Business Intelligence and Transact-SQL: Standard and Nonstandard Analytic Functions

The Database Engine contains the following standard and nonstandard analytic functions:

  • TOP
  • OFFSET/FETCH
  • NTILE
  • PIVOT and UNPIVOT
  • STRING_AGG
  • APPROX_COUNT_DISTINCT

The following sections describe these analytic functions and operators.

1. TOP Clause

The TOP clause specifies the first n rows of the query result that are to be retrieved. This clause should always be used with the ORDER BY clause, because the result of such a query is always well defined and can be used in table expressions. (A table expression specifies a sample of a grouped result table.) A query with TOP but without the ORDER BY clause is nondeterministic, meaning that multiple executions of the query with the same data may not always display the same result set.

Example 24.19 shows the use of this clause.

Example 24.19

Retrieve the four projects with the highest budgets:

USE sample;

SELECT TOP (4) dept_name, budget

FROM project_dept

ORDER BY budget DESC;

The result is

As you can see from Example 24.19, the TOP clause is part of the SELECT list and is written in front of all column names in the list.

NOTE You should write the input value of TOP inside parentheses, because the system supports any self-contained expression as input.

The TOP clause is a nonstandard ANSI SQL implementation used to display the ranking of the top n rows from a table. A query equivalent to Example 24.19 that uses the window construct and the standardized RANK function is shown in Example 24.20.

Example 24.20

Retrieve the four projects with the highest budgets:

USE sample;

SELECT dept_name, budget

FROM (SELECT dept_name, budget,

RANK() OVER (ORDER BY budget DESC) AS rank_budget

FROM project_dept) part_dept

WHERE rank_budget <= 4;

The TOP clause can also be used with the additional PERCENT option. In that case, the first n percent of rows are retrieved from the result set.
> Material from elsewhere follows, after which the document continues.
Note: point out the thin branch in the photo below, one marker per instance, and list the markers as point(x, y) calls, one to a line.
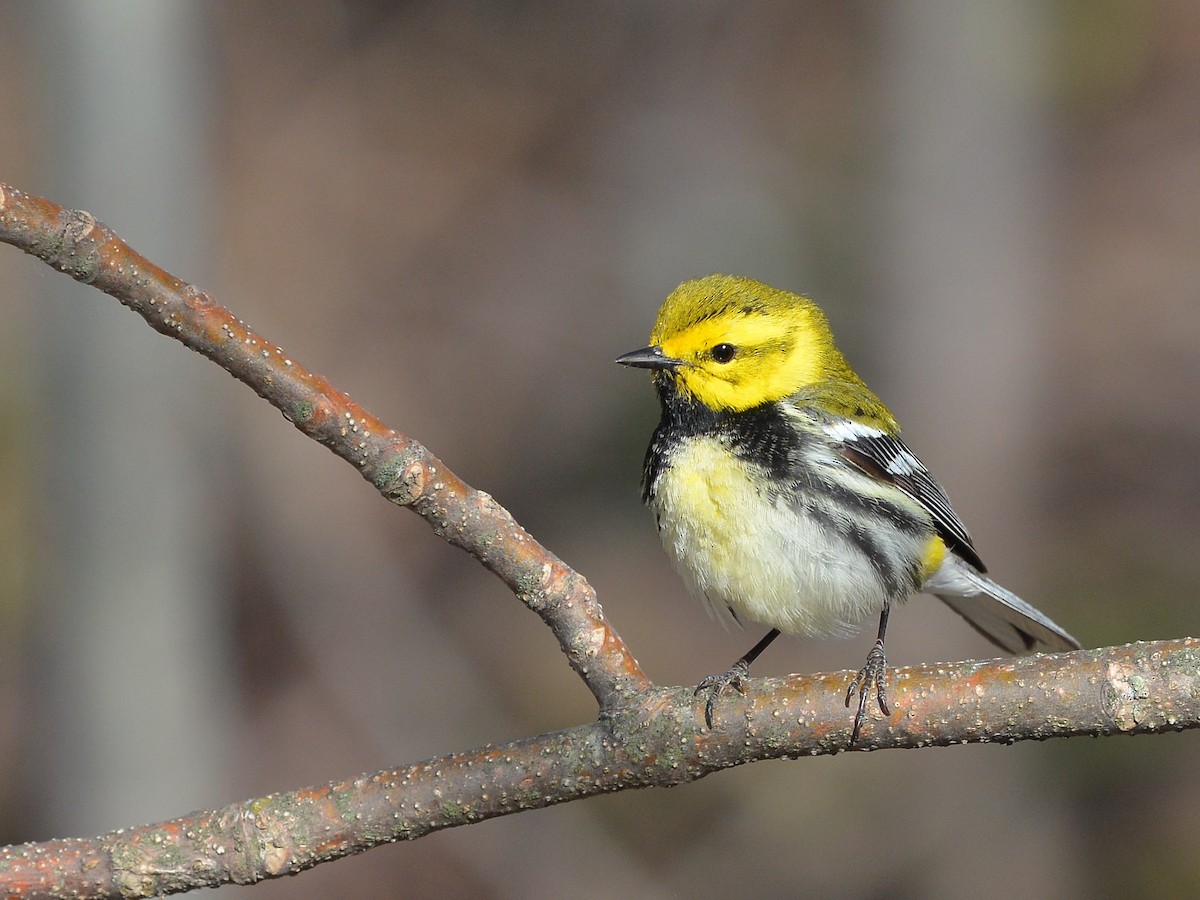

The additional option WITH TIES specifies that additional rows will be retrieved from the query result if they have the same value in the ORDER BY column(s) as the last row that belongs to the displayed set. Example 24.21 shows the use of the PERCENT and WITH TIES options.

Example 24.21

Retrieve the top 25 percent of rows with the smallest number of employees:

USE sample;

SELECT TOP (25) PERCENT WITH TIES emp_cnt, budget

FROM project_dept

ORDER BY emp_cnt ASC;

The result is

The result of Example 24.21 contains five rows, because there are three projects with five employees.
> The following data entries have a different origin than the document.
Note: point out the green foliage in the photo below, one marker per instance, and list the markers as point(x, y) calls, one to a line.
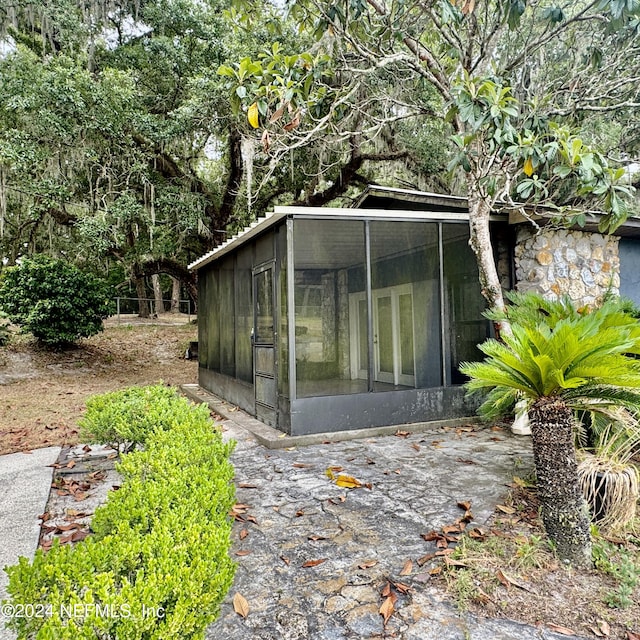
point(620, 564)
point(4, 330)
point(557, 350)
point(54, 300)
point(132, 415)
point(158, 565)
You can also use the TOP clause with UPDATE, DELETE, and INSERT statements. Example 24.22 shows the use of this clause with the UPDATE statement.

Example 24.22

Find the three projects with the highest budget amounts and reduce them by 10 percent:

USE sample;

UPDATE TOP (3) project_dept

SET budget = budget * 0.9

WHERE budget in (SELECT TOP (3) budget

FROM project_dept

ORDER BY budget desc);

Example 24.23 shows the use of the TOP clause with the DELETE statement.

Example 24.23

Delete the four projects with the smallest budget amounts:

USE sample;

DELETE TOP (4)

FROM project_dept

WHERE budget IN

(SELECT TOP (4) budget FROM project_dept

ORDER BY budget ASC);

In Example 24.23, the TOP clause is used first in the subquery, to find the four projects with the smallest budget amounts, and then in the DELETE statement, to delete these projects.

2. OFFSET/FETCH

Chapter 6 showed how OFFSET/FETCH can be used for server-side paging. This application of OFFSET/FETCH is only one of many. Generally, OFFSET/FETCH allows you to filter several rows according to the given order. Additionally, you can specify how many rows of the result set should be skipped and how many of them should be returned. For this reason, OFFSET/ FETCH is similar to the TOP clause. However, there are certain differences:

  • OFFSET/FETCH is a standardized way to filter data, while the TOP clause is an extension of Transact-SQL. For this reason, it is possible that OFFSET/FETCH will replace the TOP clause in the future.
  • OFFSET/FETCH is more flexible than TOP insofar as it allows skipping of rows using the OFFSET clause. (The Database Engine doesn’t allow you to use the FETCH clause without OFFSET. In other words, even when no rows are skipped, you have to set OFFSET to 0.)
  • The TOP clause is more flexible than OFFSET/FETCH insofar as it can be used in DML statements INSERT, UPDATE, and DELETE (see Examples 24.22 and 24.23).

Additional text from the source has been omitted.